Human Rights Watch (HRW) is calling on Russian lawmakers to amend a long-awaited draft law addressing domestic violence in order to bring it in line with international standards and include key protections for victims.
“Without providing victims with sufficient protection and recourse measures, the law risks being no more than an empty shell,” Yulia Gorbunova, senior Europe and Central Asia researcher at the New York-based watchdog, said in a statement on December 9.
In a letter sent last week to the upper chamber of Russia’s parliament, the Federation Council, HRW said the proposed legislation should include a “complete, comprehensive definition of domestic violence, which may include physical, sexual, economic, and emotional abuse.”
The group called for measures on “protection and access to justice for victims of domestic violence every step of the way, from the moment they first seek help from the authorities.”
The draft law should also ensure that the list of people who may be affected by domestic violence includes close relatives and extended family, as well as former or current spouses or partners, regardless of whether the abuser shares or has shared a residence with the victim, according to HRW.

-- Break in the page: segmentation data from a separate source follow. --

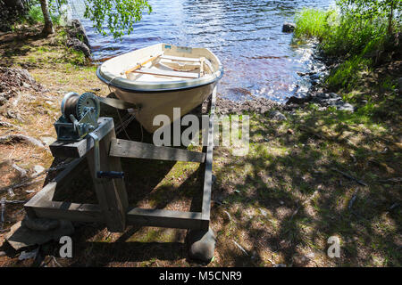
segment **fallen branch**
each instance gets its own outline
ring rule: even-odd
[[[7,122],[4,122],[4,121],[0,121],[0,126],[15,127],[15,128],[21,129],[21,126],[19,126],[17,125],[11,124],[11,123],[7,123]]]
[[[365,183],[364,182],[363,182],[363,181],[361,181],[361,180],[359,180],[359,179],[357,179],[357,178],[356,178],[356,177],[347,174],[346,172],[340,171],[340,170],[339,170],[337,168],[331,168],[331,169],[332,169],[333,171],[336,171],[338,173],[340,173],[342,175],[344,175],[347,178],[349,178],[350,180],[355,180],[356,183],[358,183],[359,184],[361,184],[363,186],[368,186],[367,183]]]
[[[381,180],[379,180],[379,182],[384,182],[384,183],[393,182],[395,183],[400,183],[402,182],[402,177],[381,179]]]
[[[13,163],[12,165],[12,167],[13,167],[13,168],[14,168],[15,170],[17,170],[20,173],[20,177],[27,177],[27,170],[25,170],[24,168],[20,167],[15,163]]]
[[[40,142],[39,140],[37,140],[36,138],[33,138],[29,135],[17,134],[8,134],[0,136],[0,142],[6,143],[11,142],[25,142],[26,143],[29,143],[35,146],[38,146],[39,148],[45,148],[45,145]]]

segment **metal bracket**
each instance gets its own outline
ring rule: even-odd
[[[95,163],[95,177],[96,178],[124,178],[124,172],[118,171],[101,171],[100,170],[100,151],[99,138],[94,133],[88,134],[94,141],[94,163]]]

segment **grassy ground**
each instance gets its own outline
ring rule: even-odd
[[[61,45],[60,36],[13,36],[7,42],[0,40],[0,65],[27,68],[49,92],[21,101],[24,122],[2,120],[18,124],[24,134],[37,138],[55,137],[52,124],[60,115],[65,92],[100,88],[99,95],[107,94],[95,68],[78,64],[81,56]],[[385,78],[390,83],[378,83]],[[355,114],[319,110],[314,105],[285,113],[287,120],[281,122],[250,114],[248,154],[236,157],[229,148],[214,150],[217,179],[211,226],[217,243],[208,266],[401,265],[401,98],[393,90],[394,78],[395,74],[386,71],[362,74],[361,88],[342,94],[359,107]],[[369,104],[361,102],[367,97]],[[132,127],[135,133],[138,125]],[[7,132],[16,130],[1,128],[1,134]],[[54,164],[49,151],[23,144],[2,145],[0,153],[2,160],[13,159],[28,169]],[[202,167],[197,164],[123,160],[122,165],[130,205],[199,208]],[[18,181],[16,172],[3,167],[2,186]],[[58,199],[93,201],[90,184],[83,186],[86,177],[84,171],[73,182],[81,187],[80,192],[71,191]],[[15,189],[16,197],[7,199],[29,199],[35,193],[26,190],[39,190],[44,180]],[[21,205],[7,204],[4,228],[22,218],[21,209]],[[340,239],[340,258],[327,256],[330,236]],[[111,233],[103,226],[80,224],[72,238],[71,259],[57,257],[57,243],[42,247],[49,266],[56,266],[51,256],[63,266],[197,265],[187,259],[183,230],[133,226]],[[1,233],[0,243],[4,240]],[[6,243],[1,250],[7,252],[0,256],[3,266],[38,265],[32,260],[18,261],[18,253]]]

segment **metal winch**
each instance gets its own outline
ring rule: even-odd
[[[58,141],[80,141],[92,139],[94,142],[95,175],[97,178],[123,178],[123,172],[101,171],[99,157],[99,138],[95,134],[98,126],[100,99],[92,93],[81,95],[71,92],[62,101],[62,116],[54,123]]]
[[[62,116],[54,123],[59,141],[80,141],[98,126],[100,102],[91,93],[65,94],[61,109]]]

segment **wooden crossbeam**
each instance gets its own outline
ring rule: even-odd
[[[198,212],[135,208],[127,213],[127,222],[130,224],[199,230],[209,221],[204,220]]]
[[[161,59],[171,60],[171,61],[189,61],[189,62],[199,62],[200,61],[200,59],[181,57],[181,56],[172,56],[172,55],[162,55]]]
[[[155,146],[121,139],[113,139],[110,146],[109,156],[132,159],[148,159],[174,161],[204,162],[204,152],[190,151],[188,150]]]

If adopted, the bill would be Russia’s first law addressing domestic violence.
HRW said current Russian law does not recognize domestic violence as a stand-alone offense, leading to a lack of reliable or comprehensive statistics.
Police often refuse to respond to or investigate domestic violence complaints, it added.
Russian nongovernmental organizations, human rights’ advocates, and some policymakers, have been pushing for the country to adopt a law on domestic violence for more than 20 years.
Meanwhile, public awareness about domestic violence have increased in recent years, partly in response to a number of severe cases that have made the headlines.
“The momentum to adopt domestic violence legislation in Russia has been building for decades and it would be a shame to waste this opportunity,” Gorbunova said.